I think I've figured out this northern "Scandinavian" lifestyle thing (although Icelanders don't consider themselves Scandinavian and their language is the most different of all the Northern European countries with single cross flags, it sure seems Scandinavian to me). In exchange for putting up with long, frigid, dark winters and paying high taxes, you get no pollution or crime, low poverty, and a well educated and literate society. I think that historically, anyone who wasn't hardy, capable, and hard working just couldn't survive the climate. The affects of physical isolation are less and less significant with modern transportation, communications, and as more and more tourists visit, and as Icelanders travel more and more themselves. Even though the society is culturally still quite homogonous, the people are used to seeing visitors from around the world. Supposedly, the Icelandic economy is in a tenuous position because the fishing industry has been decimated drastically by strict quotas on almost all the primary fish.
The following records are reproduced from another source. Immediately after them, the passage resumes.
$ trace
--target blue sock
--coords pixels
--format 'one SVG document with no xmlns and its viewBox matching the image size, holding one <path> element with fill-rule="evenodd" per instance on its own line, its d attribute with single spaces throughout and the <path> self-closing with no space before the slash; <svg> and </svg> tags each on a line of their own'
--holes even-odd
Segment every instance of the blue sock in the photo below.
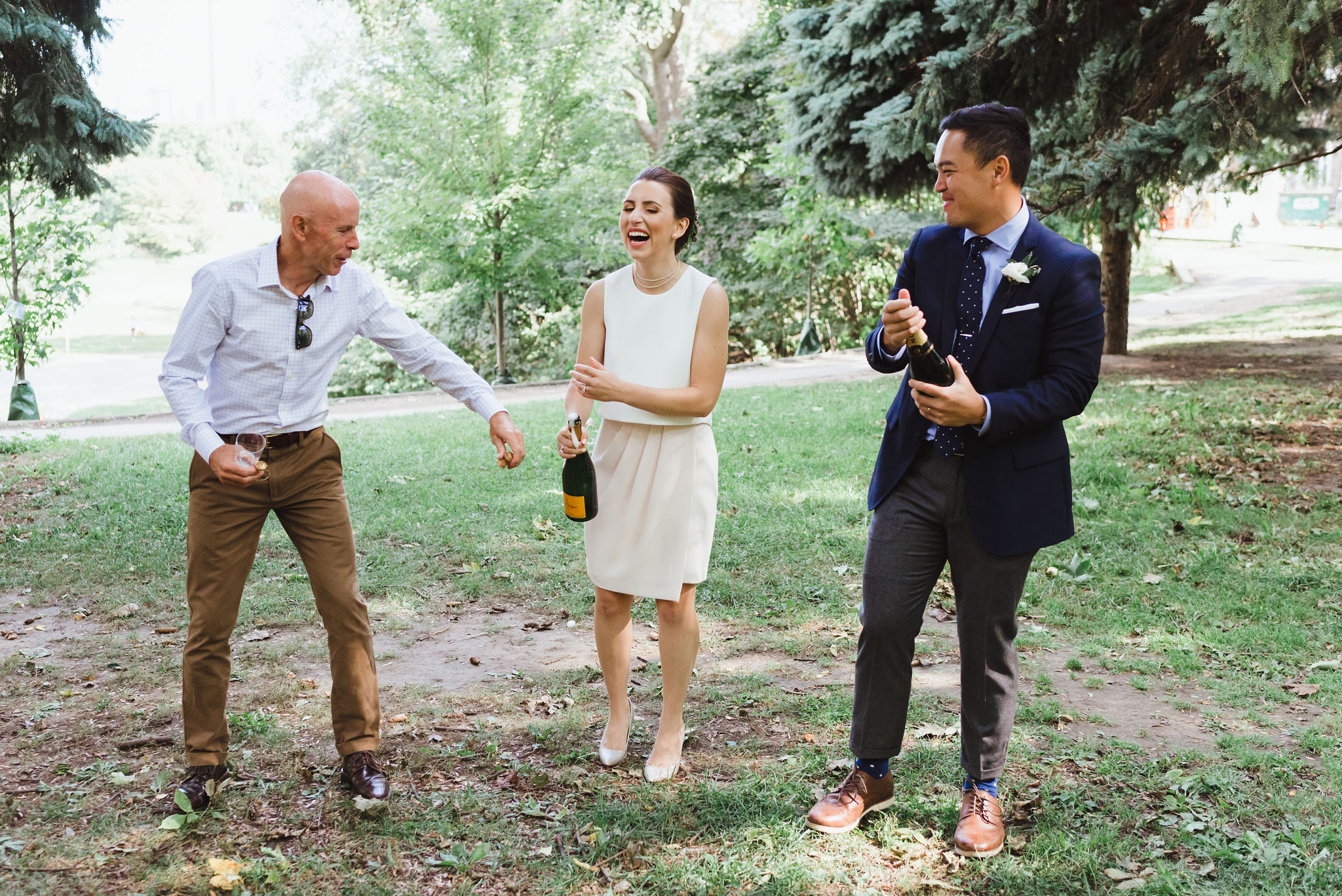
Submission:
<svg viewBox="0 0 1342 896">
<path fill-rule="evenodd" d="M 993 799 L 997 798 L 997 779 L 996 778 L 993 778 L 992 780 L 978 780 L 977 778 L 965 778 L 965 793 L 973 790 L 976 785 L 984 793 L 992 794 Z"/>
</svg>

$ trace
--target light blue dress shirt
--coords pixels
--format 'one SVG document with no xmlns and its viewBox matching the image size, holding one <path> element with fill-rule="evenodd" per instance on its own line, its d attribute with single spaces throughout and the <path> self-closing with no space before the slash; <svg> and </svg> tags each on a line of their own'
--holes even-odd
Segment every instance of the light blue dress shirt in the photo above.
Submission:
<svg viewBox="0 0 1342 896">
<path fill-rule="evenodd" d="M 1016 251 L 1016 243 L 1020 242 L 1021 235 L 1025 232 L 1025 224 L 1029 223 L 1029 208 L 1025 207 L 1025 200 L 1020 201 L 1020 211 L 1008 220 L 1005 224 L 998 227 L 990 234 L 985 234 L 990 240 L 988 249 L 984 250 L 984 310 L 978 318 L 978 324 L 982 325 L 984 318 L 988 317 L 988 306 L 993 304 L 993 293 L 997 292 L 997 286 L 1002 282 L 1002 267 L 1011 261 L 1011 254 Z M 978 234 L 973 232 L 968 227 L 964 230 L 964 239 L 968 243 L 970 239 Z M 918 304 L 918 297 L 914 296 L 914 304 Z M 876 351 L 884 357 L 891 360 L 898 360 L 903 357 L 907 349 L 900 348 L 896 353 L 891 355 L 886 351 L 884 326 L 878 328 L 880 336 L 876 337 Z M 993 422 L 993 406 L 984 396 L 984 408 L 986 410 L 984 415 L 984 422 L 974 429 L 980 435 L 988 431 L 988 426 Z M 931 442 L 937 437 L 937 424 L 927 427 L 927 441 Z"/>
</svg>

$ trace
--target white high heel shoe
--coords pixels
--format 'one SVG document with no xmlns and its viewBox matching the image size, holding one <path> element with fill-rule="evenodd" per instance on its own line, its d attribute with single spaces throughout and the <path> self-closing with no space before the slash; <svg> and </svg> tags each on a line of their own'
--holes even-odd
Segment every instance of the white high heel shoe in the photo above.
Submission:
<svg viewBox="0 0 1342 896">
<path fill-rule="evenodd" d="M 684 723 L 680 723 L 680 746 L 675 751 L 675 762 L 670 767 L 654 766 L 651 763 L 643 763 L 643 778 L 648 782 L 658 780 L 671 780 L 675 778 L 675 772 L 680 771 L 680 751 L 684 750 Z M 652 754 L 648 754 L 648 759 L 652 759 Z"/>
<path fill-rule="evenodd" d="M 607 721 L 605 728 L 609 727 L 611 723 Z M 601 759 L 603 766 L 619 766 L 629 755 L 629 732 L 633 729 L 633 700 L 629 700 L 629 724 L 624 728 L 624 750 L 605 748 L 605 728 L 601 729 L 601 740 L 596 744 L 596 754 Z"/>
</svg>

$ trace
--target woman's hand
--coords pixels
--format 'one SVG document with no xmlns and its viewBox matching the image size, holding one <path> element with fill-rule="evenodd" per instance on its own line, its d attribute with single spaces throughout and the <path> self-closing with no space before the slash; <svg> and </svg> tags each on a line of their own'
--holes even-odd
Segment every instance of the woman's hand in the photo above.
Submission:
<svg viewBox="0 0 1342 896">
<path fill-rule="evenodd" d="M 578 454 L 582 454 L 584 451 L 586 451 L 586 441 L 588 441 L 586 427 L 582 429 L 582 442 L 578 443 L 573 441 L 573 427 L 565 424 L 564 427 L 560 429 L 560 435 L 556 439 L 556 442 L 560 446 L 560 457 L 562 457 L 566 461 L 570 457 L 577 457 Z"/>
<path fill-rule="evenodd" d="M 589 357 L 588 361 L 588 364 L 574 364 L 569 371 L 582 398 L 593 402 L 619 402 L 624 394 L 624 380 L 605 369 L 605 365 L 595 357 Z"/>
</svg>

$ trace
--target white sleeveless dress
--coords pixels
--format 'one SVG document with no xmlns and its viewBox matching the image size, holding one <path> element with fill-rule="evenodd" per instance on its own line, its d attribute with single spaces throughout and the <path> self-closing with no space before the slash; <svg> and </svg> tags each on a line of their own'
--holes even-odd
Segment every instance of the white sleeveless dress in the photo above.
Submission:
<svg viewBox="0 0 1342 896">
<path fill-rule="evenodd" d="M 654 388 L 690 384 L 703 293 L 714 279 L 687 267 L 666 293 L 633 285 L 633 266 L 605 278 L 605 367 Z M 608 591 L 679 600 L 709 575 L 718 514 L 713 416 L 662 416 L 603 402 L 592 447 L 600 500 L 584 524 L 588 576 Z"/>
</svg>

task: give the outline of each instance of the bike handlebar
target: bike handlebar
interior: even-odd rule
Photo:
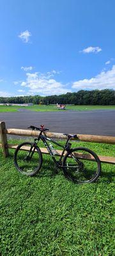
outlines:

But there is a vibrant technology business and there have been many recent corporate immigrations from all over Europe. It's hard to beat those Icelandic energy prices, that boiling hot water just keeps surging out of the ground. The current social issue is just how aggressively to court foreign industrial development; possibly compromising the pristine local environment in the interest of economic gain. The disappointing news for visitors like us is that a lot of the quaint and formerly very active fishing villages have turned into virtual ghost towns just in the last 10 years or so.